The central bank said its assessment and projection of inflation will continue to determine the way it will deal with the risks posed to the country’s economy by volatility in the global financial markets.
Such inflation mandate has always guided the monetary authorities’ stance, which has kept the local markets stable, it said.
The Bangko Sentral ng Pilipinas (BSP) issued the statement over the weekend following the International Monetary Fund’s (IMF) warning that emerging market economies (EMEs) and developing economies, including the Philippines, need a powerful policy mix to counter the risks arising from a volatile global financial environment this year.
The IMF said emerging and developing economies could face a “triple hit” from a strengthening US dollar, higher global interest rates and more volatile capital flows.
“Those are the risks EMEs, including the Philippines, face in the near term.
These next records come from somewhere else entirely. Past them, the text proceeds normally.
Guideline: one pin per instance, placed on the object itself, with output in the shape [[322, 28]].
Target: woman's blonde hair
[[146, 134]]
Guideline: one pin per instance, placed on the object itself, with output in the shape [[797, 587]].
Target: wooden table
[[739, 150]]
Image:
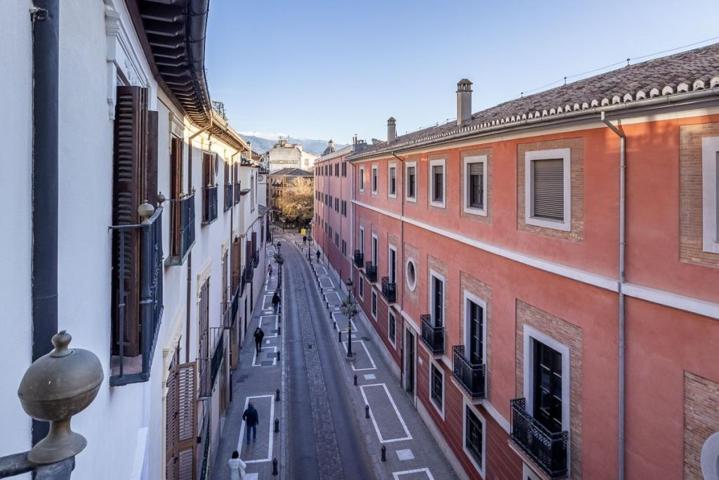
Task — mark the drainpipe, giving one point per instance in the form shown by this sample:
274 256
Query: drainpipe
622 242
45 17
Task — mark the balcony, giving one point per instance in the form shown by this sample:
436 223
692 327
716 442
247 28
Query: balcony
228 199
371 272
547 449
432 336
470 375
141 317
359 259
209 204
389 290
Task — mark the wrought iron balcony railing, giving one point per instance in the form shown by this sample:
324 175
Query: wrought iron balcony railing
470 375
547 449
432 335
389 290
126 368
371 272
209 204
359 259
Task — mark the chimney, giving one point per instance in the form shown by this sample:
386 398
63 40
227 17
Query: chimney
464 102
391 129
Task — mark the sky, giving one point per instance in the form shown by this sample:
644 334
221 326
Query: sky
331 69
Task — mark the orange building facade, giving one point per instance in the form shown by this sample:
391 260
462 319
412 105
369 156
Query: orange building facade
545 273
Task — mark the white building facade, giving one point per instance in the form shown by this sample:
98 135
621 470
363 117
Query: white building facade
162 297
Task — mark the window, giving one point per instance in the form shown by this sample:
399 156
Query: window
411 269
475 184
392 329
547 188
411 181
474 437
374 179
392 181
436 387
436 183
710 190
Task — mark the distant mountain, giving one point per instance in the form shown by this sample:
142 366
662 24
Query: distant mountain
262 144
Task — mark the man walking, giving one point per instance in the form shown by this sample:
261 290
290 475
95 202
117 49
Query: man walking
251 418
259 335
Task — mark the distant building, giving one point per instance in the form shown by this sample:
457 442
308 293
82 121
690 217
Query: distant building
289 155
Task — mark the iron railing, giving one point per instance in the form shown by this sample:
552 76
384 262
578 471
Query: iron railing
371 272
151 306
359 259
209 204
389 290
547 449
470 375
432 335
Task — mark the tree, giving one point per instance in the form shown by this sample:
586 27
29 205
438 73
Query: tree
296 201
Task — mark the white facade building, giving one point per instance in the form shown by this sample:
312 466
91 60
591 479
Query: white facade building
110 59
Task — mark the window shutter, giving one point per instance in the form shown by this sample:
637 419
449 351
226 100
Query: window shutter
127 186
548 189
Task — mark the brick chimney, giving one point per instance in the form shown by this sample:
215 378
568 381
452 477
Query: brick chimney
391 129
464 102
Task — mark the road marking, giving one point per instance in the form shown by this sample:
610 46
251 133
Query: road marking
425 470
241 439
407 436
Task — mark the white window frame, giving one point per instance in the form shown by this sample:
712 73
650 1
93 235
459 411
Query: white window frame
530 333
374 179
410 283
529 218
465 190
710 194
480 468
392 166
433 163
470 297
406 181
429 383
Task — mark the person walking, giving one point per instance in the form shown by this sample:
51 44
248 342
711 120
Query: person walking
276 301
237 466
251 418
259 335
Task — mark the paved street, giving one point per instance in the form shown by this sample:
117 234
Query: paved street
324 432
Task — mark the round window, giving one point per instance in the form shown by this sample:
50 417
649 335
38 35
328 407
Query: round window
411 274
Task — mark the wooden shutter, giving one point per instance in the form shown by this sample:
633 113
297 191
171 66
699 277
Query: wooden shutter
128 163
548 188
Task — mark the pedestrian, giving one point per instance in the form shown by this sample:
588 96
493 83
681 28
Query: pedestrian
237 466
251 418
259 335
276 301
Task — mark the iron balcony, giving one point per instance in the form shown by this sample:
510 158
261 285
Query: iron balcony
472 376
389 290
547 449
432 335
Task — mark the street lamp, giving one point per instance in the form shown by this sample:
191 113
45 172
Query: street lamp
349 309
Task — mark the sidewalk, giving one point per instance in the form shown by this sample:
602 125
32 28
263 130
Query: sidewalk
257 379
411 451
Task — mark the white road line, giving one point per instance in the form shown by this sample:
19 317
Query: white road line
425 470
270 433
408 436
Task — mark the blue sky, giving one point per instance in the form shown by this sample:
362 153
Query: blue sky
330 69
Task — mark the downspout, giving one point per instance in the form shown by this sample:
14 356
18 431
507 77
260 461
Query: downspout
620 284
45 18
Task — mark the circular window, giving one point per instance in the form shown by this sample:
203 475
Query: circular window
411 274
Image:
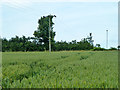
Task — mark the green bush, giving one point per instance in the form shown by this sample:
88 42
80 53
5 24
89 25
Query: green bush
113 48
98 49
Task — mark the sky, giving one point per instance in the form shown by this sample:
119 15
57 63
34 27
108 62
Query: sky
74 21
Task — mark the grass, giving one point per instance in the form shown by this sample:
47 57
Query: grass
66 69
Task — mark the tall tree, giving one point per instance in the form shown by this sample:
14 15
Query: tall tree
42 33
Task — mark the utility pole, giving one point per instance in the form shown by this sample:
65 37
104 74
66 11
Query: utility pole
106 38
50 31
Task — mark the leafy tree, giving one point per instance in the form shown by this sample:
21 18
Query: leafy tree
42 33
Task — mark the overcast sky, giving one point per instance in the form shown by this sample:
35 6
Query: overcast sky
74 21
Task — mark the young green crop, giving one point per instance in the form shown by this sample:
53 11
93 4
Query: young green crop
68 69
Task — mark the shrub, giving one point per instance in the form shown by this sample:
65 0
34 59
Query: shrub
113 48
98 49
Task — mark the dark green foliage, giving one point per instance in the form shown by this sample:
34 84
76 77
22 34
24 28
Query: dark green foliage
113 48
98 49
41 40
31 44
42 33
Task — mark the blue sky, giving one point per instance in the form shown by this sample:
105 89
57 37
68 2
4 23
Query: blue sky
74 21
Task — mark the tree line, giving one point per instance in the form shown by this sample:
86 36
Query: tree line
31 44
40 41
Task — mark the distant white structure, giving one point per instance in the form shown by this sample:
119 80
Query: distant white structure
89 38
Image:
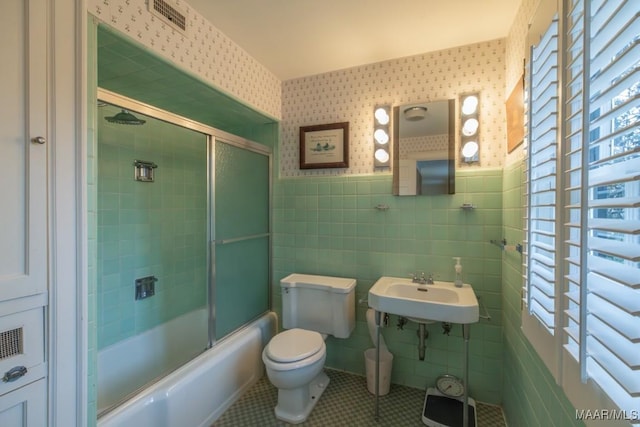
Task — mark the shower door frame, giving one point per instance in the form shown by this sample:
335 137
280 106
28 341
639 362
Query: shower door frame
213 136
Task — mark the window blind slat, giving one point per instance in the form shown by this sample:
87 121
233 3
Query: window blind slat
624 250
615 173
615 225
617 319
625 298
625 274
628 351
625 376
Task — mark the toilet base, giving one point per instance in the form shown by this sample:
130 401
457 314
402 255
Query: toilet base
295 405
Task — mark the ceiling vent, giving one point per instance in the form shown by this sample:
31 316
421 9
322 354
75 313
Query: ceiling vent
169 13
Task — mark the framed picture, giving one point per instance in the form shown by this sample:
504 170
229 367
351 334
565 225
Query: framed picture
324 146
515 116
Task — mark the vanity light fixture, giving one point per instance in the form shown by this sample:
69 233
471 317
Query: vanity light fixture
470 127
381 136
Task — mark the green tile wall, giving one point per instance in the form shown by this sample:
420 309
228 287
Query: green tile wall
145 229
530 395
329 226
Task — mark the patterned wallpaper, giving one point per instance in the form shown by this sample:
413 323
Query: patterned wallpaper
351 94
204 51
516 47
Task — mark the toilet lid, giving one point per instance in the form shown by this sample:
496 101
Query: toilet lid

Depreciation pressures on the peso, tighter monetary conditions from market reactions to the (US) Fed lift-off, and volatile capital flows that would result from portfolio rebalancing,” BSP Governor Amando Tetangco Jr. said in a text message to reporters.
Amid the uncertainty, the Philippine monetary authority remains focused on its inflation mandate and will act as guided by its inflation outlook, the message said.
Earlier, the BSP said its present policy stance remained appropriate as it saw the inflation rate in 2015 to stay within its 2 percent to 4 percent target range. Inflation in 2014 averaged 4.1 percent, settling within the central bank’s 3 percent to 5 percent target range.
The Monetary Board at its December 11 meeting decided to keep the rates for overnight borrowing and lending, as well as the special deposit account and the reserve requirement ratio for banks, steady.
“Some have criticized us for this posture, which to them seemed narrow. But by keeping true to our mandate, the BSP provides a fixed point of focus and a source of stability for the market, around which the market can plan and strategize for the medium and long term,” he said.
Tetangco also said the central bank will manage financial market volatility in the interim through a suitable policy mix.
These policies include the central bank’s presence in the foreign exchange market, heightened surveillance of market conduct, and fine-tuning of policy levers as needed, he said.
The BSP governor pointed out the central bank will support economic growth to the extent that the inflation outlook allows.
The monetary authority will also continue to push for banking reforms and initiatives that will deepen financial inclusion, he added.
Recently, the Monetary Board approved the waiving of processing fees for the establishment of bank branches in unbanked areas in the country.
The Board also widened the scope of allowable activities and services that microbanking offices (MBOs) could provide.
In addition to the disbursement and release of proceeds of all types of microfinance loans, MBOs can now provide and service other types of loans such as educational loans, health loans and emergency loans, among others, to microfinance clients.